Intention to Sell Restricted Stocks (Form 144) - Form 144s must be filed as notice of the proposed sale of restricted securities. Restricted securities are those that are acquired directly or indirectly from an issuer or an affiliate in a transaction (or chain of transactions) not involving a public offering. The following must be considered as to whether a Form 144 must be filed for proposed insider trades:  

 

The filing of Form 144 is not required in any case where the amount of stock to be sold during any three (3) month period does not exceed 500 shares and the aggregate sale value does not exceed $10,000.

 

If the seller does not sell all the stock covered by the form within 90 days after the filing, the filing process must be repeated before the commencement of further sales, except in cases where the passage of time has extended the seller's holding period.

 

 

3.0

PROHIBITED ACTIVITY:

 

3.1

Tipping Non-Insiders - The person who trades or "tips" information violates the law if he has a fiduciary duty or other relationship of trust and confidence not to use the information.

 

 

3.2

Utilization of Insider Information for Benefit - Trading is also prohibited when a person who receives information through a confidential relationship uses ("misappropriates") the information for his or her own trading or tips to others.

 

 

3.3

Controlling Persons - Under the Insider Trading and Securities Fraud Enforcement Act of 1988, corporations, brokerage firms or other "controlling persons" who supervise a person who violates the insider trading rules may also be liable.

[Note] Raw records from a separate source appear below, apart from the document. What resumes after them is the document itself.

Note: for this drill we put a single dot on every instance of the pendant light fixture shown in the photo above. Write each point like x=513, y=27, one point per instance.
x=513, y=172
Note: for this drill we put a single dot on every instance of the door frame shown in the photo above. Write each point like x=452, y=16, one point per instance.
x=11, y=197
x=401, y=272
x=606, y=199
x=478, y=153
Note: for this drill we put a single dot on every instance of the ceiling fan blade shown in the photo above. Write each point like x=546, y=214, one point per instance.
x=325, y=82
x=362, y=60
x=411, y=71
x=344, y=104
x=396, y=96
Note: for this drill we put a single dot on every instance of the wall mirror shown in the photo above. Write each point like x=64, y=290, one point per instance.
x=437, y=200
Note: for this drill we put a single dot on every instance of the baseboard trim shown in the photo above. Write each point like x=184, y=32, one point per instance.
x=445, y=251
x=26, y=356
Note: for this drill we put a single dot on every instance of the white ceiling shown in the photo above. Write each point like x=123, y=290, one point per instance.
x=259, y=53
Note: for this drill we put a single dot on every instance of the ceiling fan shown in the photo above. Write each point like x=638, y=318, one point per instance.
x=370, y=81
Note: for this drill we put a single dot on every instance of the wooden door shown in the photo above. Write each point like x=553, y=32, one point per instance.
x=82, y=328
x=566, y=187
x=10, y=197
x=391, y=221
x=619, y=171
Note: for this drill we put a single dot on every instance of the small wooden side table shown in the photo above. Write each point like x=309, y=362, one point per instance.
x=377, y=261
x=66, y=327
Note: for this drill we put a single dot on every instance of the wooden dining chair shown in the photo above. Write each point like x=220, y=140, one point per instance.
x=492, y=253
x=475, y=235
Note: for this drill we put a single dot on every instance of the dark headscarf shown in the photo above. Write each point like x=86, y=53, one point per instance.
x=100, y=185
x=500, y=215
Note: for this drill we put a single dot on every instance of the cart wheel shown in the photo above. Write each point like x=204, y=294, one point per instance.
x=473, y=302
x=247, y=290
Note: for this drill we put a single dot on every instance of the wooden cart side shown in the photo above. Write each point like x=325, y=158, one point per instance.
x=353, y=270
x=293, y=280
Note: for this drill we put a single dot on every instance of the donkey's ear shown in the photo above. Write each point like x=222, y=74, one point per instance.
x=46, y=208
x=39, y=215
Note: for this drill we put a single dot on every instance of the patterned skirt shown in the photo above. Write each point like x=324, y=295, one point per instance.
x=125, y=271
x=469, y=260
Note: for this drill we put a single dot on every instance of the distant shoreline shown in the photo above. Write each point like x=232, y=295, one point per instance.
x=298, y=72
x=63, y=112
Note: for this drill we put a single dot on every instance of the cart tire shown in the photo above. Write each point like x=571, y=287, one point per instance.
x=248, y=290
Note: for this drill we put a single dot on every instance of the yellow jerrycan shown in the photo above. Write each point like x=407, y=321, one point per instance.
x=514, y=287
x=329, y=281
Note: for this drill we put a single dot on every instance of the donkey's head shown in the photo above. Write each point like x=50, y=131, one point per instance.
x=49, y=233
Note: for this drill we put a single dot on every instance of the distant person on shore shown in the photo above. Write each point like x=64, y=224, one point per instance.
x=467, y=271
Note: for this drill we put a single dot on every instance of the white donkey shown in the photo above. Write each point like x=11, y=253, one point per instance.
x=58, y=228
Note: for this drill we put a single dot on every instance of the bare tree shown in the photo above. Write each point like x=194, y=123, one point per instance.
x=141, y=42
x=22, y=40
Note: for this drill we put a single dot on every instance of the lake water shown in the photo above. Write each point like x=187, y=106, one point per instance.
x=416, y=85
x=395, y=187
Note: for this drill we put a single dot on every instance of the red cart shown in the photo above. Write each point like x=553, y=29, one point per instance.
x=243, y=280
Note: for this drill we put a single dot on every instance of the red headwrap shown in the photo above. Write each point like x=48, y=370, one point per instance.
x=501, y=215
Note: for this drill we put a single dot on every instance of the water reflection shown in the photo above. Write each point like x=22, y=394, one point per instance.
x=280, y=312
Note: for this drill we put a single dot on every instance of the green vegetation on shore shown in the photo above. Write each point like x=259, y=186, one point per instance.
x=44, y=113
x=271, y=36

A "controlling person" can be penalized if he knew or recklessly disregarded the fact that the controlled person was likely to engage in insider trading and failed to take steps to prevent it.

 

 

4.0

CRIMINAL ACTION:

 

4.1

Insiders may be subject to criminal prosecution and/or civil liability for trading (purchase or sale) in Company stock when they know material information concerning the Company that has not been fully disclosed to the public. Criminal prosecution for insider trading can and often does result in prison sentences for the violator. Civil action may be brought by private plaintiffs or the Securities and Exchange Commission ("SEC"); the SEC is authorized by statute to seek a penalty in such actions of the profits made or losses avoided by the violator. Finally, in addition to the potential criminal and civil liabilities mentioned above, in certain circumstances the Company may be able to recover all profits made by an insider, plus collect other damages.